What I loved about Headspace is that they make the beginning process really seamless, including helpful illustrated videos and short meditations. Andy Puddicombe is insanely helpful in helping you learn what to do when all of those thoughts start creeping up in your head, and rather than try to explain it here, I’ll let you discover it when you get there.

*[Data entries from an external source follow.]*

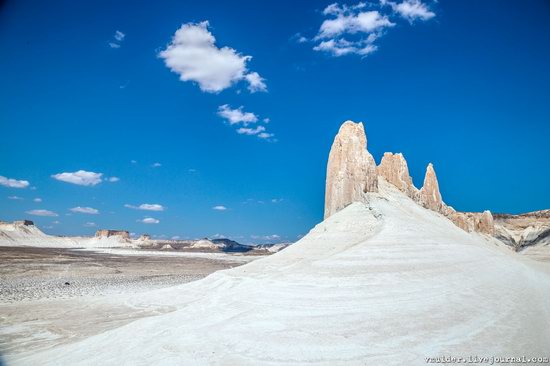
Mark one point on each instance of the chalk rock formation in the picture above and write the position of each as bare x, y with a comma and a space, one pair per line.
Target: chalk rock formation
524, 230
430, 197
351, 170
394, 169
481, 222
108, 233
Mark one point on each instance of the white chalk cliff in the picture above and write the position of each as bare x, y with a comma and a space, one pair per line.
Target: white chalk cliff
380, 282
351, 172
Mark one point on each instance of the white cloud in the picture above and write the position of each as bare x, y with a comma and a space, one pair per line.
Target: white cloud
361, 22
265, 135
234, 116
146, 207
237, 116
149, 220
119, 36
266, 237
86, 210
194, 56
250, 131
255, 82
13, 183
349, 29
412, 10
42, 213
341, 47
81, 177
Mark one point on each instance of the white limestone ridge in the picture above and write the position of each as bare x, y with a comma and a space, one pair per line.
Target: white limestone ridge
352, 172
384, 282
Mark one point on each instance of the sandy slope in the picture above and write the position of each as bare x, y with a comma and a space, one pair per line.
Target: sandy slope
388, 283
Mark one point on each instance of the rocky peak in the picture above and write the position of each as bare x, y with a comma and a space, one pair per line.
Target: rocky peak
351, 170
430, 197
393, 168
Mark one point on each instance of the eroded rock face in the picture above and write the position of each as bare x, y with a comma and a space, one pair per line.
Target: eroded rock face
393, 168
351, 170
524, 230
430, 197
481, 222
108, 233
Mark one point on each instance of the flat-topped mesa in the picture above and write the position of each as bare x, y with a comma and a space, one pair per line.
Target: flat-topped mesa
393, 168
108, 233
351, 170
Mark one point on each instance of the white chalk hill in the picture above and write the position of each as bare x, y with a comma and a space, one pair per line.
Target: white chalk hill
385, 282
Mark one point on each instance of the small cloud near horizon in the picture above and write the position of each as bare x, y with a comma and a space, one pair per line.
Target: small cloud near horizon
149, 220
13, 183
42, 213
85, 210
146, 207
81, 178
118, 38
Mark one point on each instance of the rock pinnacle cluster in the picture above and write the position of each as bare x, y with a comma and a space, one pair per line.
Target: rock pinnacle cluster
352, 172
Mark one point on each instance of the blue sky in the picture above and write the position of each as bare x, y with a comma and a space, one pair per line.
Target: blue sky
103, 87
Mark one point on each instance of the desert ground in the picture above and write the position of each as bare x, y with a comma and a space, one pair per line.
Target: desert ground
380, 282
50, 296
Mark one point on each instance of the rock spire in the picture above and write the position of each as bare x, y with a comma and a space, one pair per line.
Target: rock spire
352, 172
351, 169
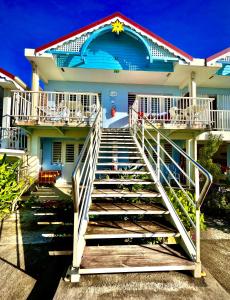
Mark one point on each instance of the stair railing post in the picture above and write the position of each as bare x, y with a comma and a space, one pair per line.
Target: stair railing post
158, 155
76, 219
197, 233
143, 134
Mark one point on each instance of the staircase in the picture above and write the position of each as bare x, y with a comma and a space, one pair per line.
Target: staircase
124, 220
117, 213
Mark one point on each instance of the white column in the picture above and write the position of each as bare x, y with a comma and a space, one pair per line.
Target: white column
35, 88
192, 86
6, 109
6, 112
191, 150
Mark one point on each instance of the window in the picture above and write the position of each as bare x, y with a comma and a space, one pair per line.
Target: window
69, 153
80, 147
56, 152
168, 149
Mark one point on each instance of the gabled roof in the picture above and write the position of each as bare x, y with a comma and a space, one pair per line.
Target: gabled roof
6, 73
18, 83
143, 30
219, 55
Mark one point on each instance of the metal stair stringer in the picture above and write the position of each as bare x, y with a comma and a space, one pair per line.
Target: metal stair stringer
187, 244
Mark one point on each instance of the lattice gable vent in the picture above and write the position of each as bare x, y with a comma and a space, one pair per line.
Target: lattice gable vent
226, 58
158, 51
73, 45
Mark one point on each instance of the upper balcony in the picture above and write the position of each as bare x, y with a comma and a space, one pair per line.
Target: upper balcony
12, 138
54, 108
171, 112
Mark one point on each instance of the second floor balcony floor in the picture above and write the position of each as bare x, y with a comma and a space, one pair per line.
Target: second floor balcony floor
79, 110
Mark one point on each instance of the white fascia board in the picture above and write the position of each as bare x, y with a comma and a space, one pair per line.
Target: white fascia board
125, 23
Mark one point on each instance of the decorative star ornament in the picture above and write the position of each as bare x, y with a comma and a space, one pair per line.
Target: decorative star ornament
117, 26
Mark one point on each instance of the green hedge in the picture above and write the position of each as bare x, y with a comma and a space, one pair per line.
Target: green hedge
10, 187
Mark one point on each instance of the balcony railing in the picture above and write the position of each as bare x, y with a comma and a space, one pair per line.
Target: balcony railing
13, 138
60, 108
171, 111
220, 119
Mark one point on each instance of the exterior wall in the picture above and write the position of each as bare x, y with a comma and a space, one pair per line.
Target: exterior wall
223, 96
120, 101
1, 104
40, 147
46, 146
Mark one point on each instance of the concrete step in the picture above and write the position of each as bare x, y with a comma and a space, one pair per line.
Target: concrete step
133, 258
120, 157
124, 164
123, 181
125, 208
128, 229
120, 193
122, 172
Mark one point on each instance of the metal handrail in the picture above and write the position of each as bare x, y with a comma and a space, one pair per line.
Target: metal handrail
143, 135
208, 176
82, 183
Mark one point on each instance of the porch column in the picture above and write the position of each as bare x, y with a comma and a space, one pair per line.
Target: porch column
192, 86
228, 155
35, 88
6, 109
191, 150
34, 157
6, 112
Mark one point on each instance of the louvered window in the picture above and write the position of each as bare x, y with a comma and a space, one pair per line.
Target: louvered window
168, 148
131, 99
69, 153
56, 152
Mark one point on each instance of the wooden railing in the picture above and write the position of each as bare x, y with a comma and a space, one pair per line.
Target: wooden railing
54, 107
171, 111
13, 138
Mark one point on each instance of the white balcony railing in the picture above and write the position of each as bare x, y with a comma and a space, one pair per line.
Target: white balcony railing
54, 107
220, 119
13, 138
175, 111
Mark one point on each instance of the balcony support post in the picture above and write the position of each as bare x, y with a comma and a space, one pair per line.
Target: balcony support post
192, 87
6, 109
35, 88
191, 150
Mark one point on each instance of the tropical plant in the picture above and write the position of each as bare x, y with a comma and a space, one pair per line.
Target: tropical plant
10, 185
182, 197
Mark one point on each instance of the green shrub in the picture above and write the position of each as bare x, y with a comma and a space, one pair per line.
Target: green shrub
206, 154
10, 187
189, 208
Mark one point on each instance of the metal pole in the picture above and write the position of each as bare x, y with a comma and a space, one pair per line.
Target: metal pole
158, 155
143, 134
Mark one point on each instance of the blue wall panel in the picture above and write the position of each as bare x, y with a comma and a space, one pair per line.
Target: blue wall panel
120, 101
115, 52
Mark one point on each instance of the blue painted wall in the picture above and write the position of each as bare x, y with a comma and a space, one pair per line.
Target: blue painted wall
120, 101
222, 103
115, 52
46, 145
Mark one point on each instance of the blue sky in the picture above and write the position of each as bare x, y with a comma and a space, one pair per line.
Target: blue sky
199, 27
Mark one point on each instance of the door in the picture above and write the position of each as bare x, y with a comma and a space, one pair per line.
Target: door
69, 160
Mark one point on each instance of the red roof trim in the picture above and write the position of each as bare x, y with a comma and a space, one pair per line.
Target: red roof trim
218, 54
7, 73
65, 37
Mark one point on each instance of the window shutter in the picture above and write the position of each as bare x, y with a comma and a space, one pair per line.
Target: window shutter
56, 153
69, 153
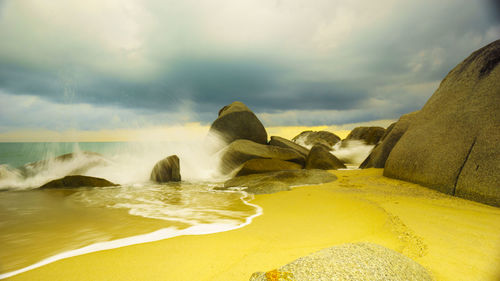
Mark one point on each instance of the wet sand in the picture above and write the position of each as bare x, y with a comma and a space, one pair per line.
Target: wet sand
454, 239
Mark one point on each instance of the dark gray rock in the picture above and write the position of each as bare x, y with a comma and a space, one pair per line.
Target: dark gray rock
370, 135
77, 181
240, 151
379, 154
258, 166
236, 122
452, 144
166, 170
282, 142
320, 158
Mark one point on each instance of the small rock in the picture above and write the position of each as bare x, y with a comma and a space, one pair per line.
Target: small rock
166, 170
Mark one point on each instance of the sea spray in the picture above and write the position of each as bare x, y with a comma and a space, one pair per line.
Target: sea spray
352, 152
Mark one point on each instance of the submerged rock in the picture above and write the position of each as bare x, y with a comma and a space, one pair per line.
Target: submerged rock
268, 182
258, 166
236, 121
167, 170
352, 261
452, 145
282, 142
310, 138
320, 158
370, 135
77, 181
240, 151
379, 154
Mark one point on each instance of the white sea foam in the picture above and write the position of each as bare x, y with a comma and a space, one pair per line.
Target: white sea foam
165, 233
352, 152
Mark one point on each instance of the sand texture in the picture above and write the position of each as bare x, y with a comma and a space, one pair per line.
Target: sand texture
452, 238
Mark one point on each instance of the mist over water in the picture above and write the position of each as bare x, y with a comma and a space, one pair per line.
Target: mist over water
41, 226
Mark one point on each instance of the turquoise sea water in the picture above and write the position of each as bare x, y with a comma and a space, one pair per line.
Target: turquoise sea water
40, 226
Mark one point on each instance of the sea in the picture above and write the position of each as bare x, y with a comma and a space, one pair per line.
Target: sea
40, 226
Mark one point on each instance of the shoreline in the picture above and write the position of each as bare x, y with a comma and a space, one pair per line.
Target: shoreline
158, 235
452, 237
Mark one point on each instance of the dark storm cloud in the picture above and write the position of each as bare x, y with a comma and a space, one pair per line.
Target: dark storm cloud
348, 61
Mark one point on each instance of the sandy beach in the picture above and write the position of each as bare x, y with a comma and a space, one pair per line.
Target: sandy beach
454, 239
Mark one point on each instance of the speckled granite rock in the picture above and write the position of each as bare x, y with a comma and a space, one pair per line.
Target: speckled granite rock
354, 262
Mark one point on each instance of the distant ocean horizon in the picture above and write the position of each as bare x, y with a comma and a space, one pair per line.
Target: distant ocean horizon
41, 226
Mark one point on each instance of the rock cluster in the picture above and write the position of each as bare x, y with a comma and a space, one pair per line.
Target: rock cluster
273, 163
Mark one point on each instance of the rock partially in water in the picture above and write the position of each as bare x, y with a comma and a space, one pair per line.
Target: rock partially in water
240, 151
236, 121
267, 187
268, 182
167, 170
311, 138
282, 142
320, 158
77, 181
354, 262
259, 166
370, 135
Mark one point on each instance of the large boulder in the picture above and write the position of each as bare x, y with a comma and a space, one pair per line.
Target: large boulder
381, 151
240, 151
353, 261
77, 181
258, 166
166, 170
236, 122
452, 145
310, 138
282, 142
276, 181
320, 158
370, 135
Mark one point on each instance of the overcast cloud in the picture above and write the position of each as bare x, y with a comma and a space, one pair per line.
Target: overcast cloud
123, 63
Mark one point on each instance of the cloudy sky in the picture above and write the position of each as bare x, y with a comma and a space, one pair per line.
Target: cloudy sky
124, 64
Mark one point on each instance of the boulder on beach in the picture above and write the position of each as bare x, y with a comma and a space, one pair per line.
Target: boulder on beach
320, 158
258, 166
240, 151
267, 182
379, 154
236, 121
310, 138
77, 181
166, 170
282, 142
370, 135
452, 145
352, 261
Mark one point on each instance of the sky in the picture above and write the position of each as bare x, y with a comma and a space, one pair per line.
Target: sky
118, 65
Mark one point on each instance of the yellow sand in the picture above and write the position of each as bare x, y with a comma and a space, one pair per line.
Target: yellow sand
454, 238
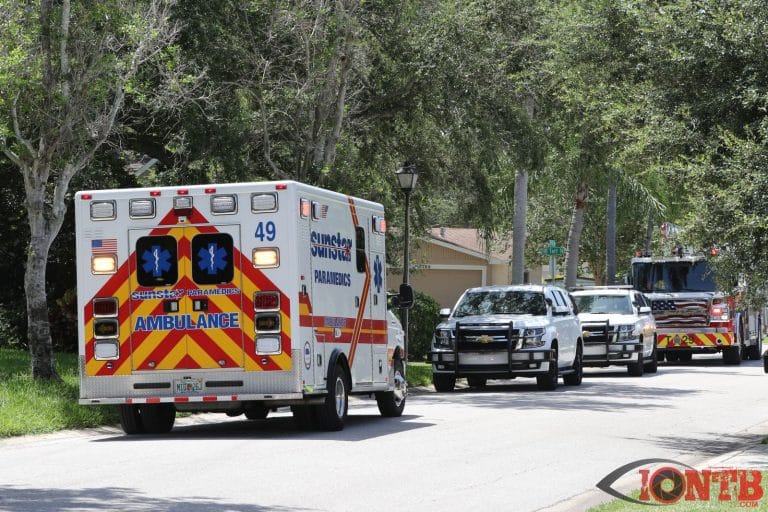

Insight Timer is one of my absolute favorite apps of all time – I have it nestled right next to my sleep app on my phone home screen. It contains thousands of free meditations from numerous contributors, and you can filter it by what you’re looking for (stress, anxiety, sleep, focus, etc.) and how long you have. You can also rate, bookmark, and download your favorites for those plane rides, car rides, or long commutes. I mostly use Insight Timer for guided meditations but I’ve enjoyed more than a few talks and they have music as well.
· One IMPORTANT caveat on Insight Timer is that if you try to dive right in without any prior practice, you may revert to those initial “I can’t meditate” statements and find yourself having a hard time with unwanted thoughts (please refer to my earlier mention of buzzing mosquitos and crawling ants). I recommend starting with Headspace and downloading Insight Timer once you’ve got some groundwork laid.
5. Be kind to yourself
You’ve made the decision to bring meditation into your life and that is already an amazing step in improving your health and overall well-being. If you miss a day of meditation, don’t beat yourself. You can jump right back on the feel-good self-care train the next day.
I am by no means a Meditation Expert, but I’ve now spent over a year meditating almost every day and it makes me feel so good – so I hope these tips help you to achieve the same feel-good effects.